Three months after opening in the former Reginelli’s location at the corner of State and Magazine, Noodle & Pie—a ramen joint also serving sweet pies—is on the squiggly road to success. What started as a pop-up restaurant by Eman Loubier of Dante’s Kitchen and his sous chef Brian Armour is literally a mixed bowl. Right after their August opening, the lights in the restaurant shone so bright they attracted swarms of palmetto bugs, a problem that one of the waiters considered himself “too Buddhist, and too Hindu” to address. When we returned in September, we had the opposite problem. The lights were turned down so low we had to use the flashlight app on our phones to read the menu. It’s nice to see what one is eating, too, and to be able to reassure oneself of a continued absence of swarms.
The ramen, made in-house, is very good. The broth has become less salty over time, so we can now put the mixed salt and chili pepper spices on the table to good use. The brightly shining, whole, soft-boiled egg in each bowl might not add a lot in terms of flavor, but contributes what artists know as “white space”—that essential element that makes all the other ingredients stand out.
The soupspoons are ridiculous—as large as serving spoons. Table tools often require a certain kind of posture and poise, and in this case, we should act like giants elbowing our way through barrels of gruel.
The standard house bowl comes with slivers of lovely, slow-cooked pork shoulder and tender mushrooms. The crab bowl, one of many recent special bowls, is light and flavorful with a generous amount of crab, but unfortunately arrives topped with what one of the servers explained as “chili strings, an Asian specialty”—something most people probably would take for fried, red hair.

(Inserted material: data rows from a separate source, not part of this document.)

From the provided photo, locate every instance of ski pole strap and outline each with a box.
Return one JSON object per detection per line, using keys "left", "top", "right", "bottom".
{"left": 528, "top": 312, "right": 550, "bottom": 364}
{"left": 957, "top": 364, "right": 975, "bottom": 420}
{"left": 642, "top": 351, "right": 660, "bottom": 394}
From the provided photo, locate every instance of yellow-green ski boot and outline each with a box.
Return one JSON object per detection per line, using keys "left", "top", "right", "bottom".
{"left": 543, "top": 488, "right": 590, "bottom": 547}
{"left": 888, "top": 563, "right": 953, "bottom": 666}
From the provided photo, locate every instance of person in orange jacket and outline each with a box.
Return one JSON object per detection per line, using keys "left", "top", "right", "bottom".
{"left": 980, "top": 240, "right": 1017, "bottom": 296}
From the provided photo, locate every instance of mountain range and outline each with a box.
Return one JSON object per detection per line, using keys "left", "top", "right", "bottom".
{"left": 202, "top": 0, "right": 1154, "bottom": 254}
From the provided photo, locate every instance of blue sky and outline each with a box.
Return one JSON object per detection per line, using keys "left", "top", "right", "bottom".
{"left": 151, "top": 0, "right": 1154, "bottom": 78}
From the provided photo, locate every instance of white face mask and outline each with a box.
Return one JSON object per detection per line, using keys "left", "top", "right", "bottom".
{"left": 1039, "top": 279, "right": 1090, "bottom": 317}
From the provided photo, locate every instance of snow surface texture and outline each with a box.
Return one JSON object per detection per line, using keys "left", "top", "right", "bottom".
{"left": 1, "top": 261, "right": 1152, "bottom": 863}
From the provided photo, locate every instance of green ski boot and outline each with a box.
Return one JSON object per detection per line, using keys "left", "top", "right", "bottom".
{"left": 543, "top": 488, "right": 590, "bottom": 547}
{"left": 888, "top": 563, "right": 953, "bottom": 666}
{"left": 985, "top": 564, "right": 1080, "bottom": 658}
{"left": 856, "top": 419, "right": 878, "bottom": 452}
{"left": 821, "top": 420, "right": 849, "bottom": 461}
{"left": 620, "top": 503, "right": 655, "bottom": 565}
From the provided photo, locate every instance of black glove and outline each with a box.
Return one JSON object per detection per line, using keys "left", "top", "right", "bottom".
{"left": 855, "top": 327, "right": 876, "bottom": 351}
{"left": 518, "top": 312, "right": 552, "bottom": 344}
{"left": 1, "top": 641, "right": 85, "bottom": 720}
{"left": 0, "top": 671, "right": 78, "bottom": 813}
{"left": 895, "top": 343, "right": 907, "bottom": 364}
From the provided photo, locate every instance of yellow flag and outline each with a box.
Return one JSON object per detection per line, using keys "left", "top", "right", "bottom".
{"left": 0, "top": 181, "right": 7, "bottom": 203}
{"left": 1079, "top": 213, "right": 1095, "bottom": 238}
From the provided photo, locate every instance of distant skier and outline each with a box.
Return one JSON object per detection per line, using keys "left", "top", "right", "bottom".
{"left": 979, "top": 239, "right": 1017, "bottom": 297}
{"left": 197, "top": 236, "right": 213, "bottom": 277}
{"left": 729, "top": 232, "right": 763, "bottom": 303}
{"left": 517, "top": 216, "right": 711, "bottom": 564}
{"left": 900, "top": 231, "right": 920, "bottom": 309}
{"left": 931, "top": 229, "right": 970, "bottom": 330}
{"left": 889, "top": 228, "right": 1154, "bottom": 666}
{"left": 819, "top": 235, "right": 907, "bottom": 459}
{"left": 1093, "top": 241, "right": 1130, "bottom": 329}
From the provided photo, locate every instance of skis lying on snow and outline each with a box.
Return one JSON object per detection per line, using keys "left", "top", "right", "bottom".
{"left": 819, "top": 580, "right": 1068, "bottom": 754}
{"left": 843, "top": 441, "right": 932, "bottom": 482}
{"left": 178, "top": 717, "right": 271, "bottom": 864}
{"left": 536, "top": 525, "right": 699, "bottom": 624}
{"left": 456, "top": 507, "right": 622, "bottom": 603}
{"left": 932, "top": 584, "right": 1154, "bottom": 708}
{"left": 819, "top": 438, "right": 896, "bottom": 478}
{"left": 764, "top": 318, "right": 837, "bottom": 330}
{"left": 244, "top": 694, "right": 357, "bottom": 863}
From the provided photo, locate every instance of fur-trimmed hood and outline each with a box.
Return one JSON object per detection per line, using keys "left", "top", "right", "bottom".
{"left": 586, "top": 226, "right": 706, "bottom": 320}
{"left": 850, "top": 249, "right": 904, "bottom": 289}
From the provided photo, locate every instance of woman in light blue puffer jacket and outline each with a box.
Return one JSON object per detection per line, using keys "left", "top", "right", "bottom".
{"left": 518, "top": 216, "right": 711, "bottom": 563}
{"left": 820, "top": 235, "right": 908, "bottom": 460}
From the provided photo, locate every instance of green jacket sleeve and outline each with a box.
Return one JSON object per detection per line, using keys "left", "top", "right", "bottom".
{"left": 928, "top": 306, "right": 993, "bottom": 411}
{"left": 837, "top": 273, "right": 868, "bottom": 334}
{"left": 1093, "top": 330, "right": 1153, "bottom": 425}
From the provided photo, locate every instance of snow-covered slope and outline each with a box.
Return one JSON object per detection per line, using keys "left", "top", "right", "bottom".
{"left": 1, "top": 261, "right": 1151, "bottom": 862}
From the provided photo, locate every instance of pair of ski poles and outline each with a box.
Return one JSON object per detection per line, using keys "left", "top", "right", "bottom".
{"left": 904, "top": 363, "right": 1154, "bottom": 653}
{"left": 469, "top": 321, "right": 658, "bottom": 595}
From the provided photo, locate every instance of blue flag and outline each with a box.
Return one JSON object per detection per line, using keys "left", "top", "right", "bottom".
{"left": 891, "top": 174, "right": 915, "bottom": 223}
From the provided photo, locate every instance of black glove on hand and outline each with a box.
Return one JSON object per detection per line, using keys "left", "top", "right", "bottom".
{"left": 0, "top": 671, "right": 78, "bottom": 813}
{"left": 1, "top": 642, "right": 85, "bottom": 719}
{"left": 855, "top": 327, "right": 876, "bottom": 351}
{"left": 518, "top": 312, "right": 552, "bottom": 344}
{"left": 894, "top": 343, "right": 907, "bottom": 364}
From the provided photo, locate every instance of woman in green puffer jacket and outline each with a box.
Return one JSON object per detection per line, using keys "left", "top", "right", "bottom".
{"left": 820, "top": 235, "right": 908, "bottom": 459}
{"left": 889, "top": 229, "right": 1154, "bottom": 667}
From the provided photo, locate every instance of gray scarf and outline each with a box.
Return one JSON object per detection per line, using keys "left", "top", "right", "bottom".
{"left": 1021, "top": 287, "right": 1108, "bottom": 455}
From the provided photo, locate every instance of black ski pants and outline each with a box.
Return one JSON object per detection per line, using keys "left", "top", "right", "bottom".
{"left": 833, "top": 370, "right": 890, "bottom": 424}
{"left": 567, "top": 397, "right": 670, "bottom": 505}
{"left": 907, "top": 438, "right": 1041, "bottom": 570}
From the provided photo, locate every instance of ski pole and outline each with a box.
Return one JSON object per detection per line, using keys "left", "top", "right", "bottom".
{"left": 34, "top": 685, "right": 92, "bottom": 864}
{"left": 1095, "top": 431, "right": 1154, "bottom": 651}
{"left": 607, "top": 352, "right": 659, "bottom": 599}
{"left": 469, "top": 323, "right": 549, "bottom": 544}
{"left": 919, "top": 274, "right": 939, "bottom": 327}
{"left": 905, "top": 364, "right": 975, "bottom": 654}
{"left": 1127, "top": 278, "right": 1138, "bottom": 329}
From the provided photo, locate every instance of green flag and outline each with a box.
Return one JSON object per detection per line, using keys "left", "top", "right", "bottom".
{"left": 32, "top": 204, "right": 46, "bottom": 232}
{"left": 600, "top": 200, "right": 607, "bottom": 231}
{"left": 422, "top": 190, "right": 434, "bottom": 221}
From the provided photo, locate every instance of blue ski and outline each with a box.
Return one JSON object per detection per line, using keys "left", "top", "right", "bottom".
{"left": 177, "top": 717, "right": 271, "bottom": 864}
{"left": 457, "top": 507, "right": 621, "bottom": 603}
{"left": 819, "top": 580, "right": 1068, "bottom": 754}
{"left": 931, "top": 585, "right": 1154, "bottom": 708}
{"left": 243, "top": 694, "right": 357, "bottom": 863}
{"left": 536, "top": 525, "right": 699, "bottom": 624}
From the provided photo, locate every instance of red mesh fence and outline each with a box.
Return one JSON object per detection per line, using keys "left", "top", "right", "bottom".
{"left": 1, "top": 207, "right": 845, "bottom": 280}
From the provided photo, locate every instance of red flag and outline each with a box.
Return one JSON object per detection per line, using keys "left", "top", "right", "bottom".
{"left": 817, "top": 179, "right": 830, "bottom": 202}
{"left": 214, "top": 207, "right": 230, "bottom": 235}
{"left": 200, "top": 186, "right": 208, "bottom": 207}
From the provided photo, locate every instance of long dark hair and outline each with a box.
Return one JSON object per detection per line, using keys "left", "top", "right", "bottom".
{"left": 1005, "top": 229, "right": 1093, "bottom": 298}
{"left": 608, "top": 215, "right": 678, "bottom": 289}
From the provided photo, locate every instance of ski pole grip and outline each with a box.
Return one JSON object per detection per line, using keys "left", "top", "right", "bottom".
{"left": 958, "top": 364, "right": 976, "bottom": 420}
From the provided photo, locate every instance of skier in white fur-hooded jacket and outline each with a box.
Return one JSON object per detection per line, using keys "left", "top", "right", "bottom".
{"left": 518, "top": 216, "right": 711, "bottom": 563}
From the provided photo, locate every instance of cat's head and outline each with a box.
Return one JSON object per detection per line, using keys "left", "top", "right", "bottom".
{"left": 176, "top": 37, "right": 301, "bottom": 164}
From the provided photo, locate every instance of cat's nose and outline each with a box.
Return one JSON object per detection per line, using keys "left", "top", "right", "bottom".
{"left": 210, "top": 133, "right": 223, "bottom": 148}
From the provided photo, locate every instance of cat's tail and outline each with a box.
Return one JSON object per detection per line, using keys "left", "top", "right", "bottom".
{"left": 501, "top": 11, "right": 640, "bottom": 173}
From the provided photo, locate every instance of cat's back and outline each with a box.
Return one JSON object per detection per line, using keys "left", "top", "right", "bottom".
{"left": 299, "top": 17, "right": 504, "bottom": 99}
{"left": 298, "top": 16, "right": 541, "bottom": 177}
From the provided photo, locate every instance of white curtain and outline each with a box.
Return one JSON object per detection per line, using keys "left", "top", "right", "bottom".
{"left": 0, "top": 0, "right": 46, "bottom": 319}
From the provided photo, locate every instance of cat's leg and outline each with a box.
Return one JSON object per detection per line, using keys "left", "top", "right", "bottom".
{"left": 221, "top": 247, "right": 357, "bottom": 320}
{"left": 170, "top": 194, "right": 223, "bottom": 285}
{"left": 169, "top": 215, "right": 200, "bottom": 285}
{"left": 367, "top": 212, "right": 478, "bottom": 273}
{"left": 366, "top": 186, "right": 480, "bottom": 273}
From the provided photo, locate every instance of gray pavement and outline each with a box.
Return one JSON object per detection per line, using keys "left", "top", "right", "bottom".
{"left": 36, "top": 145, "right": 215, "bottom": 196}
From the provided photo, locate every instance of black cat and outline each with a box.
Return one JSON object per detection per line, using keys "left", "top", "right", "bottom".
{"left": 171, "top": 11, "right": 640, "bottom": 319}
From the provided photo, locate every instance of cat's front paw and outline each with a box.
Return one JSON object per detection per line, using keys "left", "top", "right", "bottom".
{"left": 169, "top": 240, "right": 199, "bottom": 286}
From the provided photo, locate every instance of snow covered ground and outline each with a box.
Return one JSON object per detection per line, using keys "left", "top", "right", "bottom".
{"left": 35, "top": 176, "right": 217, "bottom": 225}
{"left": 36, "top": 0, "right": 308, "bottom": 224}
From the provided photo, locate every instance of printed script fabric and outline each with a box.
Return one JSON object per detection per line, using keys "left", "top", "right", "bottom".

The ramen bowls are reasonably priced at about $9. The weird thing about Noodle & Pie, however, is that your beer (if you want a good beer) might be $9 too, and the appetizers are generally small and overpriced. “Sardines” turned out to be one single sardine; the shrimp-cracker fries could fit in a baby’s palm; and the lemon-salted chicken skin (tiny bits wrapped around wooden sticks) should probably not be served at all, and definitely not for $5.
The best part of Noodle & Pie is pastry chef Mimi Assad’s pies. They’re amazing, and only $5 a slice. The refreshing lemon cream pie might be her best yet, and the apple pie surprised us with a hint of rosewater.
Address: 741 State St.
Hours: 4:00-10:00 p.m. Mon.-Thurs. and Sun., open until midnight Friday and Saturday.